It is a relief to see federal prosecutors and regulators finally cracking down on payday lenders. While the moves are past due, it is unclear if the prosecutions will be enough to deter a sleazy industry or if tough new restrictions will last.

Payday lending is simply a genial term for loansharking. Lenders make short-term loans to cash-strapped individuals at exorbitant interest rates that can top 800 percent. The high-cost loans leave borrowers, often already living on the edge, deeper in debt or even bankrupt.

Lenders have long argued that payday loans provide quick financial relief and fill a void left by banks that have pulled out of rural and inner-city markets. Lenders claim steep interest rates are necessary because many borrowers have bad credit and are a high risk.

But just as it was with the predatory mortgage loans that helped fuel the housing boom and bust, payday lending is an insidious business that preys largely on poor and working-class consumers, leaving many worse off.

That's why it was good to see federal prosecutors bring racketeering and conspiracy charges against one of the biggest payday lenders in this region, Charles Hallinan, owner of MyNextPaycheck and more than two dozen other loan companies.

Hallinan and codefendant Wheeler K. Neff, his longtime legal counsel, are credited with developing dubious strategies that helped turn payday lending into a multibillion-dollar industry, including by partnering with sovereign American Indian tribes to evade state-imposed interest-rate caps.

Regardless of the outcome of Hallinan and Neff's trial, the broader crackdown on payday lending has been feeble and comes late to an industry that has morphed into a financial giant.

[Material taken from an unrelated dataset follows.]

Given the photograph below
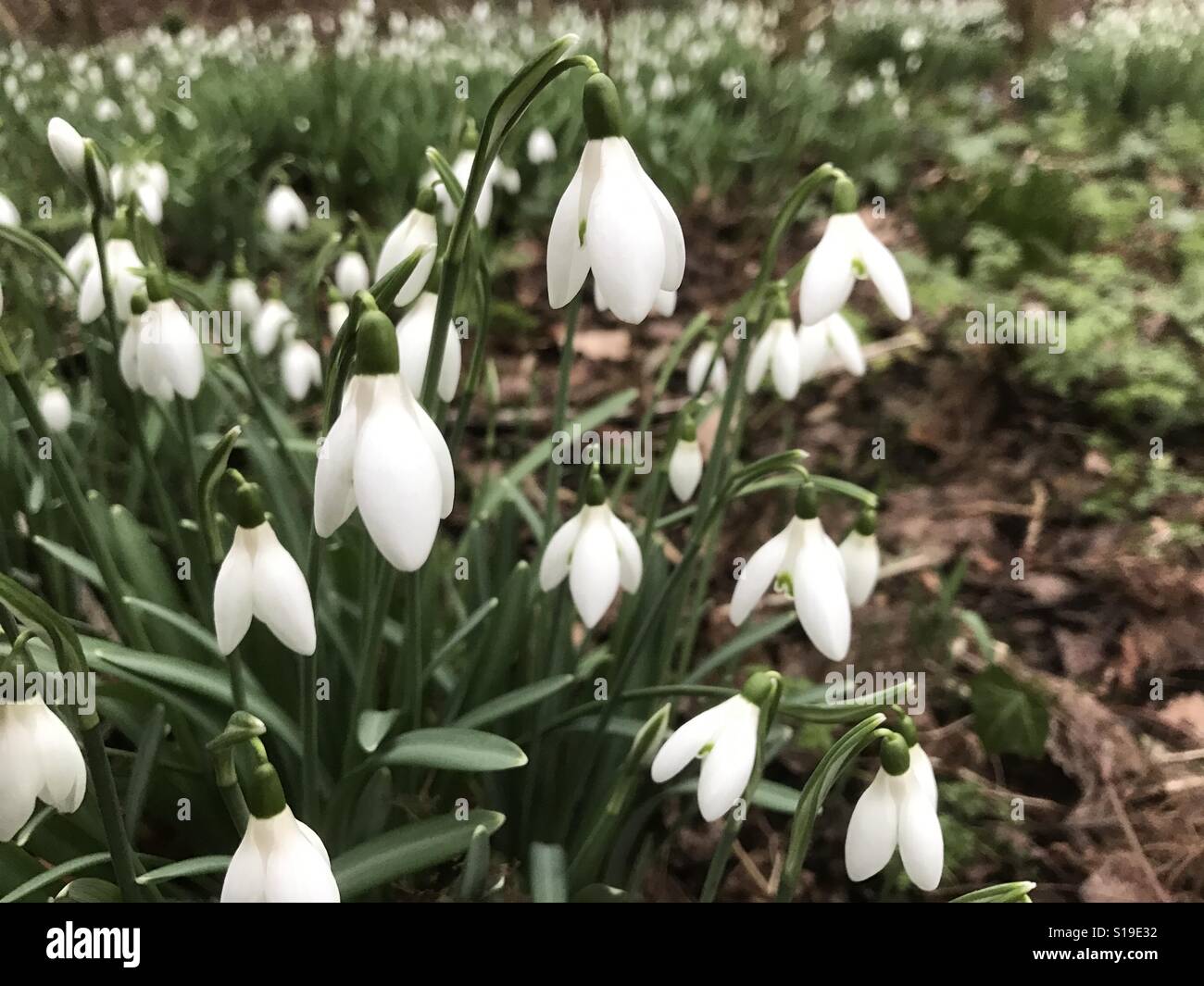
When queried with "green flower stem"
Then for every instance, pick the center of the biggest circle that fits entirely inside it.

There are now more payday loan stores in the United States than McDonald's restaurants. Payday lenders annually make around $46 billion in loans and pocket $7 billion in fees. An estimated 12 million borrowers who lack access to credit elsewhere turn to payday lenders.

Lenders have been known to evade what little regulations exist and take advantage of desperate and unsophisticated borrowers. That's why it was also good to see the Consumer Financial Protection Bureau impose tough new restrictions on payday lending.

The new regulations have been under development for five years. (What took so long?) They limit how much and how often customers can borrow, which is a good start. But the regulations face fierce opposition from the payday lending industry, a lobbying force that is part of the real Washington swamp.

Credit CFPB director Richard Cordray, a holdover from the Obama administration, with pushing the regulations forward even as the Trump administration is on a kamikaze mission to undo a broad array of regulations designed to protect consumers and the environment.

Cordray's term expires next year and the payday lending regulations already face legal attack and congressional review. It is both ironic and sad that many of President Trump's most fervent working-class supporters are the same ones hurt by unchecked payday lenders. More prosecutions and regulation are needed to stop payday lending abuses.